How do you plan out your content?
We plan our content one quarter at a time. Because we have a mix of travel and recipes, we have to make sure we have content for specific holidays or destinations (for example, ski areas when there’s snow). About 80% of that content ends up on the site on the day we schedule it then we schedule 20% that’s evergreen so if another story comes in, we can move content around as needed.
Highlight of your career so far? Low point?
I’ve had a handful of highlights that have provided validation of my career. Getting a TV show was surreal, especially since I was in my mid 20s when it first happened. I had always wanted to write a cookbook so publishing Keys To The Kitchen was a big one for me. As for Salt & Wind, our biggest accomplishment has been the validation from the various brands who have wanted to work with us despite the fact we’re not even a year old.
Having my television show, FoodCrafters, cancelled was by far the lowest point for me. It was my dream show and, no matter how amazing the making of it was, it was super hard to have it end. My agent broke the news to me over the phone and it took my breath away in a way that felt like a breakup — I was silently crying on the phone and he just said, “we’ll talk later.”
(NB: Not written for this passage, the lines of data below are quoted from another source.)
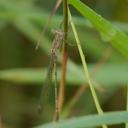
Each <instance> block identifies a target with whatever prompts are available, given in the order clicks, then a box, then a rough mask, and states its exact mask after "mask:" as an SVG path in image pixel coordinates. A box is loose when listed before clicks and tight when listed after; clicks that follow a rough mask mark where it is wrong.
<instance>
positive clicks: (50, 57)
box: [39, 30, 64, 120]
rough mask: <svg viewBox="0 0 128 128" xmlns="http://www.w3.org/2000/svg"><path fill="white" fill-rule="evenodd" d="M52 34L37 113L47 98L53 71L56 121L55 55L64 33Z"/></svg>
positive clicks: (56, 78)
mask: <svg viewBox="0 0 128 128" xmlns="http://www.w3.org/2000/svg"><path fill="white" fill-rule="evenodd" d="M53 33H54V34H55V37H54V40H53V43H52V48H51V56H50V62H49V67H48V72H47V77H46V82H45V84H44V86H43V89H42V93H41V96H40V102H39V111H42V109H43V105H44V103H45V102H46V100H48V99H47V97H48V92H46V91H47V90H49V89H48V88H50V86H51V83H52V72H53V69H54V81H55V83H54V89H55V115H56V120H58V119H59V108H58V94H57V92H58V91H57V54H58V52H59V49H60V47H61V45H62V41H63V37H64V32H63V31H62V30H54V31H53Z"/></svg>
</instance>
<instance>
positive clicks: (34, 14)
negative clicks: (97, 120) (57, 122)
mask: <svg viewBox="0 0 128 128" xmlns="http://www.w3.org/2000/svg"><path fill="white" fill-rule="evenodd" d="M83 2H85V3H86V4H87V5H88V6H89V7H91V8H93V10H95V11H96V12H97V13H99V14H100V15H102V16H103V17H104V18H106V19H107V20H109V21H111V22H112V23H113V24H114V25H115V26H117V27H118V28H119V29H121V30H122V31H124V32H126V33H128V24H127V21H128V15H127V12H128V1H127V0H112V1H108V0H86V1H85V0H83ZM54 5H55V0H52V1H51V0H47V1H45V0H27V1H26V0H18V1H17V0H0V119H1V122H2V127H3V128H20V127H21V128H29V127H30V128H31V127H32V126H35V125H38V124H41V123H43V122H46V121H50V120H52V114H51V113H53V109H54V97H53V98H51V99H50V102H49V103H48V104H47V105H45V106H46V108H47V111H46V112H44V113H42V114H38V112H37V106H38V101H39V95H40V91H41V87H42V85H43V82H44V79H45V75H46V69H47V65H48V63H49V53H50V46H51V43H52V39H53V35H52V33H51V29H56V28H58V27H59V24H61V22H62V19H63V18H62V6H60V7H59V10H58V11H57V13H56V14H55V16H53V19H52V21H51V23H50V24H49V25H48V30H47V31H46V33H45V35H42V37H41V42H40V47H39V49H38V50H35V47H36V44H37V41H38V40H39V38H40V33H41V30H42V29H43V26H44V25H45V23H46V22H47V19H48V17H49V15H50V13H51V10H52V9H53V7H54ZM72 12H73V14H74V21H75V23H76V26H77V29H78V33H79V37H80V39H81V42H82V48H83V50H84V52H85V53H86V60H87V62H88V65H89V69H90V70H91V69H92V67H93V66H94V65H95V63H97V62H98V60H99V59H100V58H101V57H102V55H103V54H104V51H106V50H107V49H108V48H109V50H110V52H111V55H110V56H109V58H108V59H107V62H106V64H105V65H104V66H103V68H102V67H101V70H99V72H98V71H97V72H96V74H95V79H96V80H97V81H98V82H99V84H101V85H103V90H102V91H100V90H98V91H97V94H98V96H99V100H100V102H101V104H102V108H103V110H104V111H116V110H125V104H126V87H125V85H126V84H127V82H128V79H127V76H128V70H127V63H126V62H127V61H126V59H125V58H124V57H123V56H122V55H120V53H118V52H117V51H116V50H115V49H113V48H112V47H111V46H110V44H109V43H107V42H105V41H104V40H103V39H102V38H101V36H100V34H99V33H98V32H97V31H96V30H94V29H93V27H92V26H91V25H90V24H89V23H88V21H86V20H84V19H83V18H82V17H80V15H79V14H78V13H77V12H76V11H75V10H72ZM74 40H75V39H74V38H73V35H72V34H71V33H69V42H74ZM68 52H69V57H70V58H71V60H72V61H73V62H74V63H73V64H72V65H70V64H69V65H68V66H69V67H68V68H69V72H68V76H67V87H66V98H65V99H66V102H65V106H66V105H67V104H68V103H70V100H71V97H73V95H75V93H76V91H77V89H78V88H79V86H80V85H83V84H84V76H81V78H80V80H77V78H78V76H77V73H81V74H82V66H81V60H80V57H79V53H78V50H77V47H75V46H70V45H69V47H68ZM118 64H120V65H118ZM73 65H74V67H73ZM70 70H71V71H70ZM73 71H74V72H76V73H75V74H76V75H75V74H74V72H73ZM58 72H59V74H60V71H58ZM58 79H60V75H58ZM51 92H52V91H51ZM52 95H53V92H52V93H51V94H50V97H51V96H52ZM90 113H96V110H95V106H94V103H93V99H92V96H91V94H90V90H89V89H87V90H86V91H85V92H84V93H83V95H82V96H81V97H80V99H79V100H78V101H77V104H76V105H74V106H73V108H72V109H71V111H70V113H69V114H68V117H70V116H79V115H85V114H90ZM65 118H66V117H65ZM116 127H117V126H116ZM119 127H123V126H119Z"/></svg>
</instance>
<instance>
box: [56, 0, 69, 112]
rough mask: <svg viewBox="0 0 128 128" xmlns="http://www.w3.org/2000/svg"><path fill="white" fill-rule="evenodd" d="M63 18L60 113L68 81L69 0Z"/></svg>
mask: <svg viewBox="0 0 128 128" xmlns="http://www.w3.org/2000/svg"><path fill="white" fill-rule="evenodd" d="M63 16H64V43H63V60H62V73H61V81H60V88H59V96H58V108H59V113H61V110H62V108H63V103H64V94H65V79H66V67H67V60H68V52H67V43H66V42H65V41H67V37H68V34H67V32H68V2H67V0H63Z"/></svg>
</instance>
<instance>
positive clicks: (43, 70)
mask: <svg viewBox="0 0 128 128" xmlns="http://www.w3.org/2000/svg"><path fill="white" fill-rule="evenodd" d="M94 65H95V64H89V66H88V67H89V70H92V68H93V66H94ZM127 66H128V63H124V64H117V63H113V64H111V63H109V64H105V65H103V66H102V67H101V69H100V70H99V71H97V74H96V76H95V77H93V79H94V80H95V81H97V82H98V83H100V84H103V85H104V86H106V87H112V86H116V87H117V86H124V84H126V85H128V84H127V83H128V68H127ZM67 67H68V70H67V84H68V85H71V86H76V85H78V86H80V85H82V84H83V83H85V82H87V79H86V78H85V76H84V72H83V70H82V66H77V65H75V64H74V63H71V62H68V66H67ZM46 72H47V69H45V68H42V69H40V68H39V69H31V68H21V69H6V70H1V71H0V80H4V81H9V82H13V83H22V84H36V85H37V84H39V85H42V82H44V80H45V76H46ZM79 76H81V77H79ZM78 78H79V79H78ZM58 80H60V69H58Z"/></svg>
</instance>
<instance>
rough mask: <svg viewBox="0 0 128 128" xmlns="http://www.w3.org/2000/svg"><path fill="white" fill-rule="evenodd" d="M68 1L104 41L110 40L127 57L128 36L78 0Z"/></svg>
mask: <svg viewBox="0 0 128 128" xmlns="http://www.w3.org/2000/svg"><path fill="white" fill-rule="evenodd" d="M69 3H70V4H71V5H73V6H74V7H75V8H76V9H77V10H78V11H79V12H80V13H81V14H82V15H83V16H84V17H85V18H87V19H88V20H89V21H90V22H91V23H92V25H93V26H94V27H95V28H96V29H97V30H98V31H99V32H100V34H101V35H102V38H103V39H104V40H105V41H107V42H111V44H112V46H113V47H114V48H116V49H117V50H118V51H119V52H120V53H121V54H123V55H124V56H125V57H127V58H128V36H127V35H126V34H125V33H123V32H122V31H120V30H119V29H117V28H116V27H114V26H113V25H112V24H111V23H110V22H109V21H107V20H105V19H104V18H103V17H101V16H100V15H98V14H97V13H96V12H94V11H93V10H92V9H90V8H89V7H88V6H86V5H85V4H83V3H82V2H81V1H80V0H69Z"/></svg>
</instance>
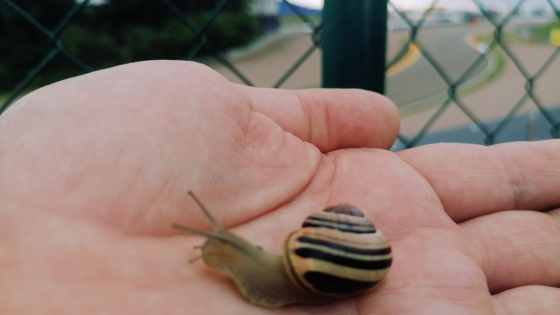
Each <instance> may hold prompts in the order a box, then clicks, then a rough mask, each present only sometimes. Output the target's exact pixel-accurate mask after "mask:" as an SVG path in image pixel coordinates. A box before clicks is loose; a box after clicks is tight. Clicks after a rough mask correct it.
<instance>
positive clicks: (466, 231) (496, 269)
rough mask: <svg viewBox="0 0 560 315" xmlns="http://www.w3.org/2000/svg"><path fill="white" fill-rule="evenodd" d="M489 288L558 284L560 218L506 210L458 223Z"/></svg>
mask: <svg viewBox="0 0 560 315" xmlns="http://www.w3.org/2000/svg"><path fill="white" fill-rule="evenodd" d="M460 226H461V227H462V229H463V231H464V233H465V234H464V235H465V240H467V241H468V243H469V244H471V245H472V249H473V254H474V256H475V259H476V260H477V261H478V263H479V265H480V266H481V267H482V269H483V271H484V273H485V274H486V278H487V280H488V287H489V288H490V290H491V291H492V292H500V291H503V290H506V289H510V288H514V287H518V286H523V285H533V284H535V285H536V284H540V285H551V286H555V285H560V259H558V257H560V218H558V217H557V216H553V215H551V214H548V213H541V212H534V211H507V212H500V213H494V214H490V215H486V216H482V217H479V218H476V219H473V220H469V221H467V222H465V223H463V224H461V225H460Z"/></svg>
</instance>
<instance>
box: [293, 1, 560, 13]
mask: <svg viewBox="0 0 560 315" xmlns="http://www.w3.org/2000/svg"><path fill="white" fill-rule="evenodd" d="M288 1H289V2H292V3H294V4H298V5H302V6H307V7H311V8H314V9H320V8H321V7H322V5H323V0H288ZM372 1H375V0H372ZM432 1H433V0H391V2H392V3H393V4H394V5H396V6H397V7H399V8H400V9H422V8H425V7H426V6H429V5H430V3H431V2H432ZM518 1H519V0H480V2H481V3H483V4H484V5H486V6H487V7H488V8H492V9H497V10H508V9H509V8H511V7H512V6H514V5H515V4H516V3H517V2H518ZM552 1H553V2H554V3H555V4H556V5H557V6H559V7H560V0H552ZM438 5H439V6H440V7H444V8H447V9H455V10H457V9H459V10H475V11H478V9H477V7H476V6H475V4H474V3H473V0H438ZM523 7H524V8H526V9H531V8H535V7H543V8H550V5H548V4H547V0H526V1H525V3H524V4H523Z"/></svg>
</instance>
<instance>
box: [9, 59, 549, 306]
mask: <svg viewBox="0 0 560 315" xmlns="http://www.w3.org/2000/svg"><path fill="white" fill-rule="evenodd" d="M398 127H399V121H398V114H397V111H396V109H395V107H394V105H392V103H391V102H390V101H389V100H387V99H385V98H384V97H382V96H380V95H376V94H373V93H369V92H365V91H359V90H305V91H304V90H301V91H285V90H272V89H257V88H248V87H243V86H239V85H235V84H232V83H229V82H227V81H226V80H225V79H224V78H223V77H221V76H220V75H218V74H217V73H215V72H213V71H212V70H210V69H208V68H206V67H204V66H202V65H199V64H195V63H188V62H170V61H153V62H143V63H137V64H129V65H124V66H120V67H116V68H111V69H107V70H103V71H99V72H95V73H91V74H88V75H85V76H81V77H77V78H73V79H70V80H66V81H62V82H59V83H56V84H54V85H51V86H48V87H45V88H43V89H40V90H38V91H35V92H33V93H31V94H30V95H28V96H25V97H24V98H22V99H20V100H19V101H18V102H17V103H16V104H14V105H13V106H12V107H11V108H10V109H9V110H8V111H7V112H5V113H4V114H3V115H2V116H1V117H0V174H2V175H1V176H0V200H1V208H2V210H1V211H0V231H1V233H0V235H2V237H1V238H0V270H2V271H1V272H0V292H2V294H1V295H0V314H191V315H195V314H268V313H278V314H325V313H328V314H345V315H346V314H376V315H381V314H399V315H400V314H403V315H408V314H414V315H423V314H426V315H427V314H430V315H433V314H442V315H443V314H446V315H447V314H455V315H462V314H482V315H486V314H488V315H490V314H492V315H529V314H538V315H549V314H550V315H553V314H554V315H556V314H558V310H559V309H560V289H559V288H558V286H559V285H560V259H558V258H559V257H560V214H559V210H557V209H556V208H557V207H558V206H559V205H560V194H558V191H560V171H559V170H560V141H558V140H551V141H543V142H534V143H509V144H502V145H496V146H492V147H482V146H475V145H466V144H438V145H430V146H423V147H418V148H414V149H411V150H404V151H401V152H398V153H393V152H390V151H387V150H385V149H386V148H388V147H390V145H391V144H392V143H393V141H394V140H395V136H396V134H397V131H398ZM188 190H193V191H194V192H195V193H196V194H197V196H198V197H199V198H200V199H201V200H202V201H203V202H204V203H205V205H206V206H207V207H208V208H209V209H211V211H212V213H213V214H214V216H215V217H216V218H217V220H219V221H220V222H222V223H223V224H224V225H225V226H226V227H228V228H229V229H230V230H231V231H233V232H234V233H236V234H238V235H241V236H243V237H245V238H247V239H250V240H253V241H254V242H255V243H257V244H259V245H261V246H263V247H264V248H266V249H267V250H269V251H271V252H274V253H279V252H280V250H281V246H282V241H283V239H284V237H285V236H286V235H287V234H288V233H289V232H290V231H292V230H294V229H296V228H297V227H298V226H299V224H300V222H301V221H302V220H303V218H305V216H307V215H308V214H310V213H312V212H315V211H319V210H320V209H322V208H324V207H326V206H330V205H333V204H337V203H352V204H354V205H356V206H358V207H360V208H361V209H363V210H364V211H365V212H366V213H367V215H368V216H369V217H370V218H373V220H374V221H375V224H376V226H377V227H378V228H379V229H381V230H382V231H383V232H384V234H385V235H386V237H387V238H388V240H389V241H390V243H391V244H392V246H393V252H394V265H393V267H392V269H391V271H390V272H389V275H388V276H387V278H386V280H385V281H384V282H383V283H382V284H381V285H380V286H379V287H378V288H377V289H376V290H374V291H373V292H372V293H371V294H368V295H365V296H361V297H359V298H355V299H350V300H345V301H341V302H337V303H333V304H330V305H328V306H320V307H313V306H292V307H287V308H282V309H278V310H267V309H262V308H259V307H256V306H253V305H250V304H248V303H246V302H245V301H244V300H243V299H241V298H240V296H239V294H238V293H237V292H236V291H235V289H234V287H233V286H232V284H231V283H230V282H229V281H228V280H227V279H226V278H225V277H223V276H221V275H219V274H217V273H216V272H214V271H212V270H211V269H209V268H207V267H205V266H204V265H203V264H202V263H201V262H200V261H198V262H196V263H191V264H189V263H188V260H189V259H191V258H193V257H196V256H197V255H199V253H198V252H197V250H196V249H193V246H195V245H200V244H201V243H202V242H203V239H202V238H200V237H198V236H185V235H182V234H180V232H179V231H177V230H174V229H172V228H171V224H172V223H175V222H177V223H181V224H183V225H187V226H190V227H192V228H196V229H205V228H207V227H208V222H206V219H205V217H204V216H203V214H202V213H201V212H200V210H199V209H198V207H197V206H196V204H195V203H194V202H193V200H192V199H190V198H189V197H188V196H187V194H186V192H187V191H188ZM555 209H556V210H555Z"/></svg>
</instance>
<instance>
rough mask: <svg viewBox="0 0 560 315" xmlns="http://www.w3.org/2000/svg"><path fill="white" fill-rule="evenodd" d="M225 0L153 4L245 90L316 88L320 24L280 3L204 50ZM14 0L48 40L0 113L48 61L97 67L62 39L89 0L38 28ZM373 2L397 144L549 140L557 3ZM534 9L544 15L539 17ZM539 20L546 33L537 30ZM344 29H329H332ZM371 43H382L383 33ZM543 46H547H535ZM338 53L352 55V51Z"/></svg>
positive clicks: (210, 60) (196, 51)
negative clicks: (310, 87)
mask: <svg viewBox="0 0 560 315" xmlns="http://www.w3.org/2000/svg"><path fill="white" fill-rule="evenodd" d="M232 1H233V0H230V1H228V0H221V1H216V2H215V5H214V6H213V7H212V8H210V9H208V10H206V11H205V14H204V15H203V18H197V19H193V18H192V16H191V15H190V14H189V12H187V11H185V10H184V8H182V7H180V6H178V5H177V2H174V1H171V0H160V1H154V2H159V5H160V6H161V7H162V9H164V10H165V11H166V12H167V14H169V15H170V16H172V17H173V18H174V19H175V21H176V22H178V23H179V24H180V25H181V27H182V30H183V31H185V32H186V33H185V34H188V39H185V41H188V45H187V46H186V47H188V49H185V50H184V52H183V54H182V56H181V59H185V60H197V61H201V62H204V63H207V64H209V65H210V66H212V67H213V68H214V69H216V70H218V71H219V72H221V73H223V74H224V75H225V76H226V77H228V78H229V79H231V80H234V81H237V82H241V83H244V84H247V85H255V86H270V87H286V88H308V87H318V86H321V73H322V72H323V73H325V72H326V71H327V70H328V69H321V67H322V65H325V64H328V60H327V61H326V62H325V60H323V62H321V49H320V48H321V47H322V46H323V47H324V46H325V41H328V40H331V39H332V38H331V37H329V36H322V35H324V34H323V33H324V26H325V24H327V22H328V21H324V20H322V19H321V17H320V15H318V14H313V13H311V14H310V12H307V11H306V10H304V9H302V8H301V7H298V6H295V5H293V4H292V3H291V2H288V1H281V2H279V3H280V4H281V5H282V7H283V9H284V10H285V11H286V12H284V13H285V14H284V15H283V16H282V17H281V18H280V27H279V28H275V31H272V32H268V33H267V34H266V35H262V36H261V37H260V38H259V39H257V40H256V41H254V42H253V43H252V44H250V45H248V46H246V47H244V48H242V49H235V50H233V51H228V52H216V51H213V52H212V53H210V54H208V53H205V54H204V55H203V54H202V53H201V52H203V51H204V49H205V47H207V46H208V45H210V44H212V43H211V42H210V39H209V36H208V34H209V31H210V30H211V28H212V27H213V25H215V24H217V23H220V22H221V19H223V18H224V11H225V10H226V9H227V6H228V5H229V4H230V3H231V2H232ZM330 1H331V2H336V1H338V0H330ZM19 2H20V1H16V0H0V10H1V11H0V13H2V14H3V15H4V16H5V15H6V14H9V15H10V16H12V18H13V17H14V16H15V17H16V18H17V19H20V20H21V21H24V22H25V23H26V24H27V25H28V26H29V27H32V28H33V29H34V30H35V31H37V32H39V33H41V34H42V36H43V38H44V39H45V40H47V41H48V45H47V46H46V47H47V48H48V49H45V51H44V53H43V54H42V55H41V57H40V58H38V60H35V61H34V62H33V63H31V64H29V65H28V67H27V68H25V69H21V71H20V73H21V74H22V77H20V78H16V79H17V80H16V82H15V84H14V85H13V86H1V87H0V113H1V112H3V111H4V110H5V109H6V108H8V106H10V105H11V104H13V103H14V101H15V100H16V99H17V98H18V97H20V96H21V95H23V94H25V93H27V92H28V91H30V90H31V89H33V88H35V87H36V86H35V85H34V81H35V80H36V79H37V77H38V76H40V74H41V73H42V72H44V71H45V69H46V68H47V67H49V65H50V64H51V63H53V60H55V59H57V60H63V62H65V63H68V64H71V65H72V66H73V67H75V68H76V69H77V71H76V72H77V73H86V72H90V71H93V70H95V69H96V67H95V66H92V65H90V64H89V63H88V62H87V61H86V60H82V59H80V58H79V57H77V56H75V55H73V54H72V53H71V52H70V49H68V47H66V46H65V45H64V42H63V40H62V37H63V35H64V33H65V32H67V31H68V29H69V28H70V27H71V26H72V25H73V23H76V21H79V20H80V19H81V18H83V14H84V11H85V10H88V8H91V7H92V6H95V5H98V4H95V3H94V2H92V1H88V0H83V1H74V2H72V5H70V6H69V7H68V9H67V11H66V14H65V15H64V16H62V17H61V18H60V20H59V21H57V23H56V24H55V25H51V26H47V25H44V24H42V23H41V22H40V21H39V20H38V19H37V18H36V17H35V16H34V15H33V13H32V12H29V11H27V10H26V9H25V8H24V6H22V5H20V3H19ZM375 2H376V3H377V4H376V5H377V6H378V5H379V3H381V4H382V5H383V7H384V6H387V10H388V11H387V14H373V15H370V16H369V17H370V18H371V17H372V16H373V17H378V19H379V18H382V19H388V21H387V20H382V21H376V25H371V24H366V25H361V26H360V27H362V28H363V29H364V34H366V35H367V34H370V33H371V32H373V31H374V30H378V31H379V30H380V29H381V30H382V31H383V32H385V34H386V35H387V34H388V39H389V44H388V46H387V58H386V59H387V60H386V61H383V62H382V59H383V58H381V59H380V60H379V61H376V62H375V64H377V66H375V67H373V68H372V67H369V68H368V70H369V71H370V73H371V74H372V76H376V78H382V79H385V82H386V87H385V93H386V94H387V95H388V96H389V97H391V98H393V99H394V100H395V101H396V103H397V104H398V105H399V106H400V108H401V111H402V113H403V130H402V133H401V135H400V136H399V143H398V144H397V145H396V148H401V147H413V146H416V145H419V144H423V143H428V142H438V141H462V142H474V143H484V144H492V143H496V142H502V141H508V140H517V138H519V137H518V136H516V135H515V134H517V133H519V128H520V126H522V127H523V126H524V127H523V128H522V129H523V130H524V131H525V136H526V138H529V139H536V138H547V137H558V136H559V135H560V112H558V110H557V109H558V107H559V105H560V92H559V90H560V89H558V87H557V82H558V81H559V79H560V62H559V61H558V55H559V54H560V46H559V45H560V44H558V42H556V45H557V46H554V40H555V36H556V37H559V36H560V35H558V33H554V31H555V28H554V24H553V23H551V24H547V23H548V22H544V21H549V20H550V21H553V20H554V19H556V20H560V6H559V4H558V2H557V1H556V0H542V2H541V7H539V9H538V10H537V9H535V8H533V12H532V16H533V18H527V17H522V14H521V13H522V12H523V10H524V8H525V9H527V7H528V6H529V5H531V3H533V2H534V1H533V0H518V1H513V0H512V2H511V3H510V5H508V6H505V7H504V8H501V9H500V10H496V9H495V8H493V7H491V5H490V4H491V3H495V1H494V2H489V1H482V0H472V1H470V0H469V1H465V2H468V4H469V6H468V9H465V10H462V11H457V12H461V15H460V16H453V14H451V13H449V12H450V11H446V10H444V8H443V5H444V4H445V1H432V2H431V3H430V4H428V5H426V6H425V7H421V8H415V9H414V10H410V9H409V8H407V7H404V6H403V5H402V4H401V2H399V1H397V0H392V1H387V2H384V1H375ZM341 3H348V2H347V1H343V2H339V5H341ZM352 3H353V5H356V3H362V4H363V5H364V8H370V9H371V10H377V9H375V8H373V9H372V8H371V4H372V3H373V2H372V1H369V0H360V1H358V0H355V1H353V2H352ZM508 3H509V2H508ZM327 4H329V0H327ZM342 5H344V4H342ZM543 10H544V11H543ZM543 14H545V15H546V14H549V16H548V17H547V18H546V19H545V18H543V17H542V15H543ZM0 17H2V16H0ZM325 18H332V14H331V17H328V16H326V15H325ZM537 20H538V21H537ZM364 21H367V20H364ZM537 22H538V23H537ZM387 23H388V24H389V32H388V33H387V32H386V27H381V28H380V27H379V25H387ZM547 25H550V27H549V28H546V26H547ZM354 26H355V25H354ZM346 27H347V25H340V32H344V31H345V29H346ZM559 28H560V26H559ZM4 29H6V28H5V27H4ZM549 31H550V32H549ZM547 32H549V33H550V34H549V33H547ZM557 32H560V30H558V31H557ZM543 34H545V35H546V36H543ZM108 35H110V34H108ZM370 35H371V34H370ZM378 35H379V34H378ZM548 35H550V37H548ZM368 36H369V35H368ZM370 38H372V37H370ZM376 38H378V39H379V38H381V39H382V40H385V37H384V36H378V37H376ZM22 40H24V39H22ZM548 40H550V41H551V42H552V43H544V42H543V41H548ZM556 40H558V39H556ZM558 41H560V40H558ZM366 44H367V45H363V46H364V47H366V49H372V50H377V51H373V53H377V54H378V55H379V50H380V49H382V51H381V53H382V54H384V53H385V49H386V45H385V43H366ZM334 47H335V49H336V46H334ZM340 49H341V51H343V50H344V49H346V50H351V49H352V47H340ZM4 50H6V49H4ZM370 52H371V51H370ZM5 53H6V51H5ZM11 53H13V54H25V53H26V52H25V51H12V52H11ZM331 53H332V51H331ZM367 55H369V56H371V55H373V54H366V56H367ZM154 57H155V58H157V57H158V56H154ZM323 57H324V56H323ZM369 61H371V60H369ZM347 62H348V69H352V66H351V63H353V64H354V65H355V66H357V67H360V65H362V68H363V65H364V64H369V63H368V62H364V60H348V61H347ZM0 71H1V62H0ZM335 75H336V73H335ZM350 75H351V74H350ZM358 75H359V76H360V78H358V79H359V80H362V81H367V80H374V79H373V78H368V77H364V75H363V73H359V74H356V76H358ZM354 79H356V78H352V77H348V74H345V76H344V80H350V81H352V80H354ZM324 83H325V82H324V80H323V85H324ZM343 86H346V85H344V84H343ZM555 86H556V87H555ZM374 89H375V88H374ZM380 89H383V87H382V86H381V87H380ZM465 125H466V127H465Z"/></svg>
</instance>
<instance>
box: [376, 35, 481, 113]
mask: <svg viewBox="0 0 560 315" xmlns="http://www.w3.org/2000/svg"><path fill="white" fill-rule="evenodd" d="M470 29H471V28H470V27H469V26H468V25H460V26H445V27H436V28H425V29H422V30H421V31H420V33H419V36H418V42H419V43H420V46H421V47H423V49H424V50H425V51H426V52H427V53H428V54H429V57H426V56H424V55H422V57H421V58H420V59H419V60H418V61H417V62H416V63H415V64H414V65H412V66H411V67H409V68H407V69H406V70H405V71H403V72H401V73H399V74H397V75H395V76H392V77H388V78H387V91H386V93H387V95H388V96H389V97H391V98H392V99H393V100H394V101H395V103H397V104H398V105H399V106H401V107H406V106H408V105H411V104H417V103H418V102H421V101H422V100H424V99H429V98H430V97H431V96H433V95H435V94H441V93H443V92H445V91H447V89H448V88H449V86H448V84H447V83H446V82H445V81H444V80H443V79H442V76H441V75H440V74H439V73H438V72H437V71H436V69H435V68H434V66H433V65H432V64H431V63H430V61H429V60H428V58H431V59H432V60H435V61H436V62H437V64H438V65H439V67H440V68H441V69H442V70H443V71H445V73H446V74H447V75H448V76H449V79H450V80H452V81H456V80H458V79H459V78H460V76H461V75H462V74H463V73H464V72H465V71H467V69H468V68H469V67H470V66H471V65H472V64H473V63H474V62H475V60H476V58H477V57H478V56H479V53H478V52H477V51H475V50H474V48H473V47H471V46H469V45H468V44H467V43H466V38H467V36H468V35H469V34H470ZM486 65H487V62H483V63H481V65H479V67H477V68H476V69H474V71H473V72H472V73H471V75H470V76H469V77H470V78H473V77H475V76H476V75H478V74H479V73H480V72H481V71H482V70H483V69H484V67H485V66H486Z"/></svg>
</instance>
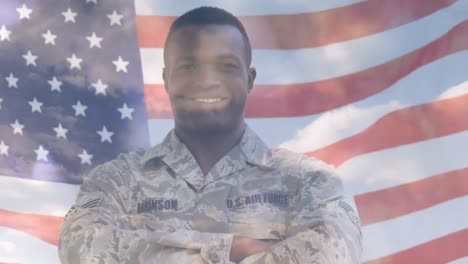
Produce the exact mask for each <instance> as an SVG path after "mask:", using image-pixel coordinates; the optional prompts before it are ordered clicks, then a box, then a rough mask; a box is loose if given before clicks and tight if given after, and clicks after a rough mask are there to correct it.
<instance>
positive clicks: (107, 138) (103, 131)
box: [97, 126, 114, 143]
mask: <svg viewBox="0 0 468 264" xmlns="http://www.w3.org/2000/svg"><path fill="white" fill-rule="evenodd" d="M97 133H98V134H99V136H101V143H102V142H104V141H109V143H112V139H111V137H112V135H114V132H112V131H107V128H106V126H103V127H102V130H101V131H97Z"/></svg>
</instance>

Looking back, what would you do differently?
I wouldn’t worry about having everything figured out. When you’re starting a new business, there’s such an emphasis to know things –know if there’s an audience, know if there’s a product-market fit, know how you’re going to grow. But you just can’t know all of that until you just go for it.
Best advice you’ve been given? Any advice that you’d give other entrepreneurs?
The best advice I’ve been given was early on in my editorial career when my Editor In Chief always told me to create for yourself and you’ll find your niche. It seems cliché but when you write or create for yourself, everything is more authentic.
Advice I’d give others is to be cognizant of keeping your personal life healthy. I feel fortunate to have an amazing network of friends and family who have supported me, even when I’ve gone MIA and deep into a work blackhole. Now I try to find a day each week to spend time with family and friends and not do work, even if only for a few hours.